GlareDB / glaredb

GlareDB: An analytics DBMS for distributed data
https://glaredb.com
GNU Affero General Public License v3.0
637 stars 36 forks source link

data source from JSON array data #2218

Closed tychoish closed 6 months ago

tychoish commented 9 months ago

Presently, we have ndjson support for reading files and endpoints with new-line delimited json. This is great for dealing with files that store sequences or streams of document-structured data; however, many JSON API's return sequences of documents as members of a JSON array, and we should add support for accessing these kinds of data sources, which will help connect GlareDB with potential users who have json data from other sources.

Components

I've just split aspects out into components.

Semantics

Future Work

Lilit0x commented 9 months ago

Hi there, @tychoish. This is interesting and I'd like to work on it, but I have some questions mostly on the semantics.
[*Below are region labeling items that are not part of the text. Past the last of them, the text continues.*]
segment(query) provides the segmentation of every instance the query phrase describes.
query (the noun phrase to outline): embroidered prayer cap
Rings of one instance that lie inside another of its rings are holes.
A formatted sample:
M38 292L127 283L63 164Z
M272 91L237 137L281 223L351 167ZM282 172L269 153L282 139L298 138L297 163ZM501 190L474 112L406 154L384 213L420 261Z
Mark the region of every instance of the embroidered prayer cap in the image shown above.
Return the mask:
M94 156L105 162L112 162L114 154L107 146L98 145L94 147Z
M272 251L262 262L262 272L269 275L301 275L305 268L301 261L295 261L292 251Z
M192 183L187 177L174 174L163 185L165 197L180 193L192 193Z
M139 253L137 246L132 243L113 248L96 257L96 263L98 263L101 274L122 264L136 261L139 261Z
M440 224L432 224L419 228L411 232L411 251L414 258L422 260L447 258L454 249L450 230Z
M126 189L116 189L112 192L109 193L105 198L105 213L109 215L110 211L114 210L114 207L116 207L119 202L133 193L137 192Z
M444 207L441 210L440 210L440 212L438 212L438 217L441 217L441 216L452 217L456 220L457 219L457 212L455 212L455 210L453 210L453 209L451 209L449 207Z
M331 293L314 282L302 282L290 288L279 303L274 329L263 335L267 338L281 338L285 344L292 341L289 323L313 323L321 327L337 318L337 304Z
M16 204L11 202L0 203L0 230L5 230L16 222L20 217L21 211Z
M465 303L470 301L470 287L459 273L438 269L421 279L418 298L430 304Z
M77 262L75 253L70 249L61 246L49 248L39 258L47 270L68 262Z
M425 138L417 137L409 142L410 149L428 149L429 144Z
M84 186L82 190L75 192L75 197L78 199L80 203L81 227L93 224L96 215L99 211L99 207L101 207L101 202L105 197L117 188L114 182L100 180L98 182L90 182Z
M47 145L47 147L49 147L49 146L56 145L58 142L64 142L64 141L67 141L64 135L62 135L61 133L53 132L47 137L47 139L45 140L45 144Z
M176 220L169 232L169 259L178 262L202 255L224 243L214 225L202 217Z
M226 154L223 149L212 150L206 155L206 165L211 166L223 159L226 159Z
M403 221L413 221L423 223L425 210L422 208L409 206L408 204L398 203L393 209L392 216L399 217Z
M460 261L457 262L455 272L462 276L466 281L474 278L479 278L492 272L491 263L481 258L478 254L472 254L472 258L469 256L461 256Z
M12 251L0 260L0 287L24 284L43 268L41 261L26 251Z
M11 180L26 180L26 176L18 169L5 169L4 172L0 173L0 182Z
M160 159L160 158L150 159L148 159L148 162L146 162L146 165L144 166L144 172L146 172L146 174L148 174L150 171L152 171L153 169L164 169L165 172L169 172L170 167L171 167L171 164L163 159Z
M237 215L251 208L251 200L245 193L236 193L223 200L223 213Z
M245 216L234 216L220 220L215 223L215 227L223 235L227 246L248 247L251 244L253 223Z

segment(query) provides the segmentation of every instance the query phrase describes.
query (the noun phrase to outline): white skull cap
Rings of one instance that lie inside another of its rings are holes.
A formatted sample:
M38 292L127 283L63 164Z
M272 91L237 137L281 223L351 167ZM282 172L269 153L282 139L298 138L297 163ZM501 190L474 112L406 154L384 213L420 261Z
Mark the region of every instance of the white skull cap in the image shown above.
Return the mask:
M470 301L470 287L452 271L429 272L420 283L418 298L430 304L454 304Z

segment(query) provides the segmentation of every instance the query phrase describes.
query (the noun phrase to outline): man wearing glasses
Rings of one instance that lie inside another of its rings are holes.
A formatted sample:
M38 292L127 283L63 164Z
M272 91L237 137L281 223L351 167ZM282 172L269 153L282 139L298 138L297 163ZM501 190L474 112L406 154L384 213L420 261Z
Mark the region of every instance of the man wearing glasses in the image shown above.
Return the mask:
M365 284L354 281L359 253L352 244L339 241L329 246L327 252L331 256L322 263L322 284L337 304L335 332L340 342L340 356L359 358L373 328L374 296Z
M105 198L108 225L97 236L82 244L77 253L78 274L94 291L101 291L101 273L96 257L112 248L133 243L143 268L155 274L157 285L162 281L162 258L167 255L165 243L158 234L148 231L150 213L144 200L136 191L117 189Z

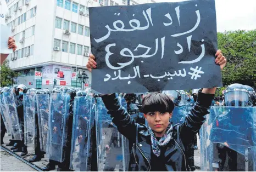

universalmind303 commented 9 months ago

potential duplicate of https://github.com/GlareDB/glaredb/issues/2028

tychoish commented 9 months ago

On the schema inference, won't it be an overhead to read all the elements in the array to form a superset of the documents, before then actually processing the data?

I thought this too initially, but because of these JSON documents need to be read into memory entirely, I don't think that there's much to be won by doing it parallel or overthinking it at least in the beginning. (we can think about optimizing this in different ways in the future but for now I think it's fine to read these documents into maps of strings to serde_json::Value objects. Once the documents are all stored in maps we have a lot of options for iterating things.

(I think we should start with the n configurable docs and inferring the schema from those).

Let's start with doing them all for now since they're all going to be in memory, and doing two passes probably isn't going to matter.

I also think that we should probably not allow/support pagination.

My question is this, why not type cast the value to the already recorded type? What I mean is that since city is already known to be a string, any value of city that deviates from that should be typecasted to a string too.

The problem with this is that it's sort of order-dependent: what happens if we read the documents in a different order? Which one do we pick?

"nested data structures". I don't understand your point here.

I was thinking about the services field in these documents. You could imagine also sub-documents.

{"station":"franklin ave", "services":["1","2","3","4","5","S"]}
{"station":"Broadway–Lafayette Street/Bleecker Street","services":["B","D","F","M","6"]}

Furthermore, should the inference be on all the documents that fall in the range of 0 and the maximum size specified? If yes, what if there are other additional elements in the remaining documents that fall out of the range?

I think when we're doing schema inference, I think we should ignore documents that fall outside of the range, though I'm perfectly happy to fall back to whatever the the ndjson handling does.

I think in general my preference is to start with not inferring schemas (read all elements), then having user-specified schema (fields and types), then having some kind of (effectively probabilistic) schema.

How to handle missing elements from documents, I assume the straight forward answer is that they'll be null?

Yeah, I think null for any missing value is fine. The one challenge is when writing a json document off of a schema that was created from a different JSON document, you can't round trip a "null" from the input document. My preference when writing rows from glaredb to JSON is to just omit fields from documents that are null. We should document this, but I think it's fine.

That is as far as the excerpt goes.